I find that the information associated with the names of the affected persons which is contained in the records at issue relates to them only in their capacities as officials with the organizations which employ them.  Their involvement in the issues addressed in the correspondence with the Ministry is not personal to them but, rather, relates to their employment or association with the organizations whose interests they are representing.  This information is not personal in nature but may be more appropriately described as being related to the employment or professional responsibilities of each of the individuals who are identified therein.  Essentially, the information is not about these individuals and, therefore, does not qualify as their “personal information” within the meaning of the opening words of the definition.

 

I adopt this analysis for the purposes of this appeal, and apply it to Records 1, 5 and 14.

 

As far as Record 14 is concerned, the portions already disclosed to the appellant identify that there was a problem with the quality of a document sent by a pathologist during the course of the investigation, and that this fact was drawn to the attention of the pathologist by a named individual.  Neither the Ministry’s representations nor the record identify this individual’s position, but it would appear clear from the context of Record 14 that he was a professional colleague of the pathologist. 

 

Based on the contents of the disclosed portions of Records 1 and 5, it is clear that the individual whose name has been withheld is the author of a book on the murder case.  In my view, the portions of these two records disclosed to the appellant have already established her identity.

 

Section 50(3) of the Act requires that this office notify any “affected person” upon receipt of an appeal.  In practice, a decision to order disclosure of information that has been identified by an institution as qualifying as “personal information” is normally not made unless the individual has been notified and provided with an opportunity to participate as a party in the appeal.  However, the records at issue in this appeal are 35 years old and, in my view, notification of the two individuals named in Records 1, 5 and 14 is not practical in the circumstances.  It is also clear from the context of these records that the information about the two named individuals has no personal component, and relates exclusively to activities undertaken by them in a professional capacity.  For these reasons, I find that this is an appropriate case to depart from the general practice and to make my finding without prior notification.

 

Accordingly, I find that disclosing the names of the individuals in Records 1 and 14, and the name and related information in Record 5, would not reveal any personal information about either of these two individuals, and does not qualify as their “personal information”, as defined in section 2(1) of the Act.  The section 21 privacy exemption can only apply to “personal information” and, because no other exemptions have been claimed for Records 1, 5, and 14, the remaining portions should be disclosed to the appellant.

 

The other 15 records, which do contain “personal information”, qualify for consideration under the personal privacy exemption claim.  Section 21 of the Act creates a mandatory exemption for records containing the personal information of individuals other than the appellant.  This section reflects one of the purposes outlined in section 1(b) of the Act, specifically:

 

to protect the privacy of individuals with respect to personal information about themselves held by institutions …

 

The section 21 exemption prohibits the disclosure of personal information unless one of the exceptions listed in section 21(1) is applicable.  The only exception with possible application in the circumstances of this appeal is section 21(1)(f) which states:

 

A head shall refuse to disclose personal information to any person other than the individual to whom the information relates except,

 

if the disclosure does not constitute an unjustified invasion of personal privacy.

 

Sections 21(2) and (3) of the Act provide guidance in determining whether disclosure of personal information would result in an unjustified invasion of privacy.  Section 21(2) provides some criteria for the institution to consider in making this determination, and section 21(3) lists the types of information the disclosure of which is presumed to constitute an unjustified invasion of privacy.

 

The Ministry argues in its representations that a number of factors and presumptions are relevant to the personal information at issue in this appeal.  These arguments were provided to the appellant, together with an outline of the statutory provisions and references to previous orders interpreting the various components of section 21(1), but the appellant chose not to provide any representations on this or any other issues raised in her appeal.

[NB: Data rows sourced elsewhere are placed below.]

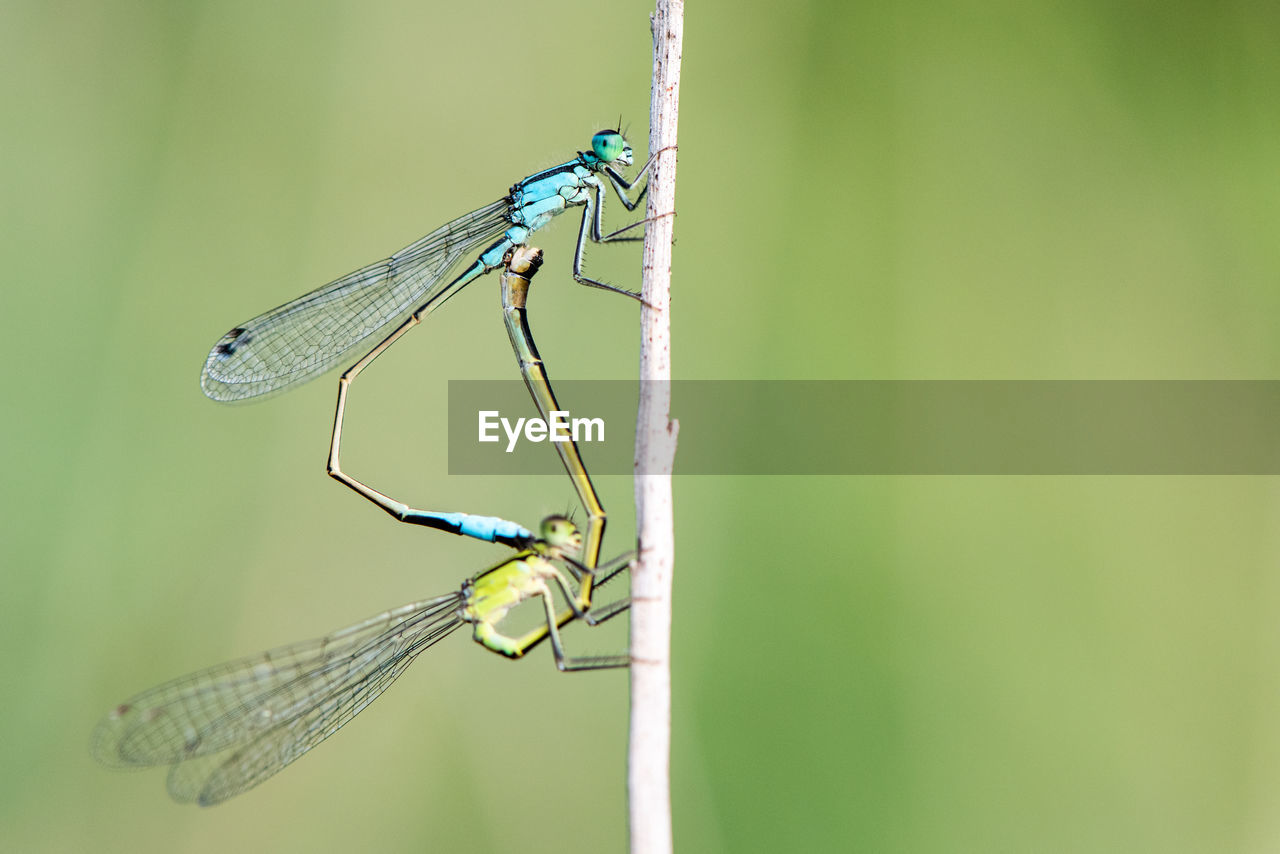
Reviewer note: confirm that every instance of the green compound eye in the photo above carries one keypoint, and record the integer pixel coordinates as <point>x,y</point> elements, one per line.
<point>608,145</point>
<point>558,531</point>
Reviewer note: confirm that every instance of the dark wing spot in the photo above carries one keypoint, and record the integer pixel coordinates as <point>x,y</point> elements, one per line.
<point>232,341</point>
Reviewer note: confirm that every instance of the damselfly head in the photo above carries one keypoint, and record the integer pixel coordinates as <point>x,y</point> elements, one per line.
<point>611,147</point>
<point>561,534</point>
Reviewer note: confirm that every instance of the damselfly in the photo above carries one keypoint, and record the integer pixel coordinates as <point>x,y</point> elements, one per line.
<point>319,330</point>
<point>228,727</point>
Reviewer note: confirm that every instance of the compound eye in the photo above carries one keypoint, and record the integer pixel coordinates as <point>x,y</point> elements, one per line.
<point>608,145</point>
<point>558,530</point>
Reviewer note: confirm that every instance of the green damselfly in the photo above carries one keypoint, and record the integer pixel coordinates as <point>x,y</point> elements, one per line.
<point>228,727</point>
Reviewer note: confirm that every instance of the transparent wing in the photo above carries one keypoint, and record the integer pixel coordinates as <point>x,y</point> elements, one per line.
<point>228,727</point>
<point>311,334</point>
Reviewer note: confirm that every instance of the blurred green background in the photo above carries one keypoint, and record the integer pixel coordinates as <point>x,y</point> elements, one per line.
<point>896,191</point>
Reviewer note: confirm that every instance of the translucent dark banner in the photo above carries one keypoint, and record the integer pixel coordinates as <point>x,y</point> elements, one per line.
<point>885,428</point>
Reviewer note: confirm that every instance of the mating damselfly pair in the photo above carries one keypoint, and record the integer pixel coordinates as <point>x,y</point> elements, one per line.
<point>225,729</point>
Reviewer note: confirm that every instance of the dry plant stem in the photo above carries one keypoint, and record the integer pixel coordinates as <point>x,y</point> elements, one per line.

In the absence of representations from the appellant, or other evidence supporting a finding that disclosure of the personal information of witnesses who provided information to the OPP in the context of its investigation of this high profile and sensitive criminal matter would not constitute an unjustified invasion of their privacy, I am unable to find that the section 21(1)(f) exception applies.  Accordingly, the personal information contained in the undisclosed portions of Records 2, 3, 4, 6, 7, 8, 9, 10, 11, 12, 13, 15, 16, 17, and 18 qualifies for exemption under the mandatory requirements of section 21 of the Act.

 

ADEQUACY OF SEARCH

 

In her letter of appeal, the appellant states her belief that additional responsive records relating to the April 4, 1966 meeting should exist.  She points out that she did not receive any records authored by attendee #2, correspondence between named individual #2 and attendee #2, or records relating to other individuals who were in attendance at this meeting. 

 

In appeals involving a claim that additional responsive records exist, the issue to be decided is whether the Ministry has conducted a reasonable search for records, as required by section 24 of the Act.  If I am satisfied that the searches carried out were reasonable, I will uphold the Ministry’s decision; if not, then further searches may be ordered.  The Act does not require the Ministry to prove with absolute certainty that additional records do not exist.  However, in my view, in order to properly discharge its obligations under the Act, the Ministry must provide me with sufficient evidence to show that it has made a reasonable effort to identify and locate all responsive records.

 

Although an appellant will rarely be in a position to indicate precisely which records have not been identified by the Ministry, the appellant must, nevertheless, provide a reasonable basis for concluding that such records exist.

 

By way of background, the Ministry explains that all records from the original police investigation and subsequent murder trial were either returned to the owners or destroyed in the early 1960s.  The OPP’s Criminal Investigation Bureau (CIB) file was transferred to the Ontario Archives several years ago.  In explaining its original searches after receiving the appellant’s requests, the Ministry states:

 

Administrative files and photographs along with negatives were still located in the CIB storage room.  In addition, a search was conducted in the old number six district for Detachment and Identification records in relation to this case.  In May and June 2000 members assigned this task attended at the Ontario Archives and reviewed the material stored on the premises only making copies of specific material to assist in the current endeavours.

 

The remaining records, any new information and subsequent follow-up investigation records are currently stored at Sebringville Detachment.  This consists of a total of 8 banker boxes, under the control of D/Constable Tom Nahrgang.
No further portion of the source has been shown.